Off-roading was impressive, as the Santa Fe seemed to smooth out what would have been a washboard-type surface for other vehicles. It was even more impressive while the torque vectoring kicked in just as the wheels started to sense some wheel slippage; it quickly recovered once the system engaged.

The Santa Fe’s road feel is much better than previous years, thanks to its improved suspension with more upright shock towers and around 15.4 percent increased torsional rigidity over the 2018 version.
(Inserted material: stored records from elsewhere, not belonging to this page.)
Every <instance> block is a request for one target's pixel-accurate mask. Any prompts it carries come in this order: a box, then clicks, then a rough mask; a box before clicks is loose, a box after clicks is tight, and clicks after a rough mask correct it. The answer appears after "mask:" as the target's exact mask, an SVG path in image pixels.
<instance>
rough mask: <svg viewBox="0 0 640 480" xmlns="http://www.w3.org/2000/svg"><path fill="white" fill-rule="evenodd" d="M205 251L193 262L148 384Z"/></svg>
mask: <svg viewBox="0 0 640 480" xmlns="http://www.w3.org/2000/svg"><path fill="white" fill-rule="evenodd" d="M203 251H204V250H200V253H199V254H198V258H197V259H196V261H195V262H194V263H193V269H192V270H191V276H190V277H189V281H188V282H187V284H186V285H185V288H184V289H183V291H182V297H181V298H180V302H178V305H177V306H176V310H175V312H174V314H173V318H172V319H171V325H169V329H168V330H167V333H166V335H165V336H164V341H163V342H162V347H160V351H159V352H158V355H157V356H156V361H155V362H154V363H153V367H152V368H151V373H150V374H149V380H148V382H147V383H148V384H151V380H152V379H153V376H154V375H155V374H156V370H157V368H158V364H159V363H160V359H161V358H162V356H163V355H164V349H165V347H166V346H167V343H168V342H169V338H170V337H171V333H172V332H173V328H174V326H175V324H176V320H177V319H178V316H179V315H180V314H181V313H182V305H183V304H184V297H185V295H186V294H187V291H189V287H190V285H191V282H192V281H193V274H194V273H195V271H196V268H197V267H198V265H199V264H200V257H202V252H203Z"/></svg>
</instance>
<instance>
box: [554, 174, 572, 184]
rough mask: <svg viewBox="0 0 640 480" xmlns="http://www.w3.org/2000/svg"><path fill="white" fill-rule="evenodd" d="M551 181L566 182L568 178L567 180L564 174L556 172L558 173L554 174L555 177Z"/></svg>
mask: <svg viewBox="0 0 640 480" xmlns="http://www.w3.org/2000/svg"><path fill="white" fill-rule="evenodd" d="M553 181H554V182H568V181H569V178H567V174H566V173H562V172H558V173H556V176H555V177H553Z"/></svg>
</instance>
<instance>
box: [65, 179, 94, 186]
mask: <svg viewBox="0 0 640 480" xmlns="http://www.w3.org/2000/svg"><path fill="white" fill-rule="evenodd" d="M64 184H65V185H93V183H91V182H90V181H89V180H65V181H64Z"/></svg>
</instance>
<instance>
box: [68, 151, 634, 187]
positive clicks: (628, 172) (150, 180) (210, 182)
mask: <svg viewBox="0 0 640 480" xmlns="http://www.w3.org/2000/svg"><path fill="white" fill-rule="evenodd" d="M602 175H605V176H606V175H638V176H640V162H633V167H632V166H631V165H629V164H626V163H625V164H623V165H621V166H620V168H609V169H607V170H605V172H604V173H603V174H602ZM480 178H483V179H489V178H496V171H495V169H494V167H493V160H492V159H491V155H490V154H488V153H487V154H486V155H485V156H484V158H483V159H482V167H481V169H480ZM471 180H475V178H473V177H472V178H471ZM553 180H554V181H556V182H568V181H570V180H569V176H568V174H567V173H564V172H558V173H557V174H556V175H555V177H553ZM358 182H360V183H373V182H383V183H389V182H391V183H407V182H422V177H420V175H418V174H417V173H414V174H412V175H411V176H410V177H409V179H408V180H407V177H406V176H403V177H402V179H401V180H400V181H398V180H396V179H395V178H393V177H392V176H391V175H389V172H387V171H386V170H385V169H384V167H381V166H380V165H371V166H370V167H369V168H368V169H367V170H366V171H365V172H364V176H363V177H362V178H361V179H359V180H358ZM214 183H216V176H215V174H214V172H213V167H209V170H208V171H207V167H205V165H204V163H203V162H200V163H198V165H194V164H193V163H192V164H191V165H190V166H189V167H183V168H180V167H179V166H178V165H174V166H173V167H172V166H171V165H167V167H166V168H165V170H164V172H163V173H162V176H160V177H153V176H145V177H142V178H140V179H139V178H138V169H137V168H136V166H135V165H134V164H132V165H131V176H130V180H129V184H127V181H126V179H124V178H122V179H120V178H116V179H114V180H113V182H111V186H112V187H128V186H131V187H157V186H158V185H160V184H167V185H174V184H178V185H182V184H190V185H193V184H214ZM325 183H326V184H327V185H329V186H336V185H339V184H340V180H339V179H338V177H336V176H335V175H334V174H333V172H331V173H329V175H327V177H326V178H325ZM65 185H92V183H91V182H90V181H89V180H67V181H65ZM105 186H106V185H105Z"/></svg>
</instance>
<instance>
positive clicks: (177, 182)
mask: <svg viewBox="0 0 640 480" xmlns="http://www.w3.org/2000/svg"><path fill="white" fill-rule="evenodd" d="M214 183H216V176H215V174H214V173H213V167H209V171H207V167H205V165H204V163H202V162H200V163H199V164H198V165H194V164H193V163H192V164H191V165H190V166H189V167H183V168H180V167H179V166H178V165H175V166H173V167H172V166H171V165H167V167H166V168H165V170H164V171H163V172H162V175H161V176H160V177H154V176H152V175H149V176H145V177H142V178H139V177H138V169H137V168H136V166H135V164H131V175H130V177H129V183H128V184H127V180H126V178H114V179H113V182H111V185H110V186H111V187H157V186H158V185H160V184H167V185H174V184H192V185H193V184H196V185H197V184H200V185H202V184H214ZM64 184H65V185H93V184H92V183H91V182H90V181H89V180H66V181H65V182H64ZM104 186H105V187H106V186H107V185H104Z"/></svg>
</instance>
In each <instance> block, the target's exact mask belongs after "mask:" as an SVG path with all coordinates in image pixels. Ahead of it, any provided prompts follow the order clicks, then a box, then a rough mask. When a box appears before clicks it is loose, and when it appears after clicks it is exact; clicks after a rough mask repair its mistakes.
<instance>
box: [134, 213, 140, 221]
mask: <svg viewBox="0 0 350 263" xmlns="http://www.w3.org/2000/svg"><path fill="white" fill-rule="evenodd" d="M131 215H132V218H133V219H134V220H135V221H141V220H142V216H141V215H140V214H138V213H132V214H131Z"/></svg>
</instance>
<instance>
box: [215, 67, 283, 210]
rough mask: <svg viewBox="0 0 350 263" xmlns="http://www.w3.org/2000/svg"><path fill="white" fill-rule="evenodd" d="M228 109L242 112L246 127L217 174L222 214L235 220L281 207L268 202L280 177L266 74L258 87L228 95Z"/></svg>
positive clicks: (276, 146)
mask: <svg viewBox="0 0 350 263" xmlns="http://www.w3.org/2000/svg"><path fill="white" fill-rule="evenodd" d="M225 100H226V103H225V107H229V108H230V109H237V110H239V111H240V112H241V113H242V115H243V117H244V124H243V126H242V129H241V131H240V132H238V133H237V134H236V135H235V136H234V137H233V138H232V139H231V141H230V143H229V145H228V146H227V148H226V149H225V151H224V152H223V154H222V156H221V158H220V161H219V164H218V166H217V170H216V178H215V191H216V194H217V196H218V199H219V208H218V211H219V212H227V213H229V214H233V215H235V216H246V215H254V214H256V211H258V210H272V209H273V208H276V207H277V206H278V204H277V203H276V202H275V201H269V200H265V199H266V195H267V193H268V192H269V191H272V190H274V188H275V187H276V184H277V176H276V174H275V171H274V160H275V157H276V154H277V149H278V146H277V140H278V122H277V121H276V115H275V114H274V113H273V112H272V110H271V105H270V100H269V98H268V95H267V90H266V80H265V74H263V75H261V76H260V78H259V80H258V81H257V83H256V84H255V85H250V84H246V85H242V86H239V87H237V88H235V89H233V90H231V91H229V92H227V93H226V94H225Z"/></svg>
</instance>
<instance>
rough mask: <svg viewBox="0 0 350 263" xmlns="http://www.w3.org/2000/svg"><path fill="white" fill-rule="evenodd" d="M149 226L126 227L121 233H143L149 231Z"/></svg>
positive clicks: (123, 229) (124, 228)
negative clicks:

This enabled the Santa Fe to show off cornering abilities and an overall ride quality both on paved and gravel roads, which did not exist in the previous version. Desire for more power from the 2.0T engine aside, it’s such an improvement that we think if Genesis were to build an SUV, this would be it.

2019 Hyundai Santa Fe MSRP
Santa Fe SE: $25,500
Santa Fe SEL: $27,600
Santa Fe SEL Plus: $29,800
Santa Fe Limited: $32,600
Santa Fe Ultimate: $35,450
HTRAC AWD: (add) $1,700
Destination: $980

To gain access to this information, Autotrader attended an event sponsored by the vehicle’s manufacturer.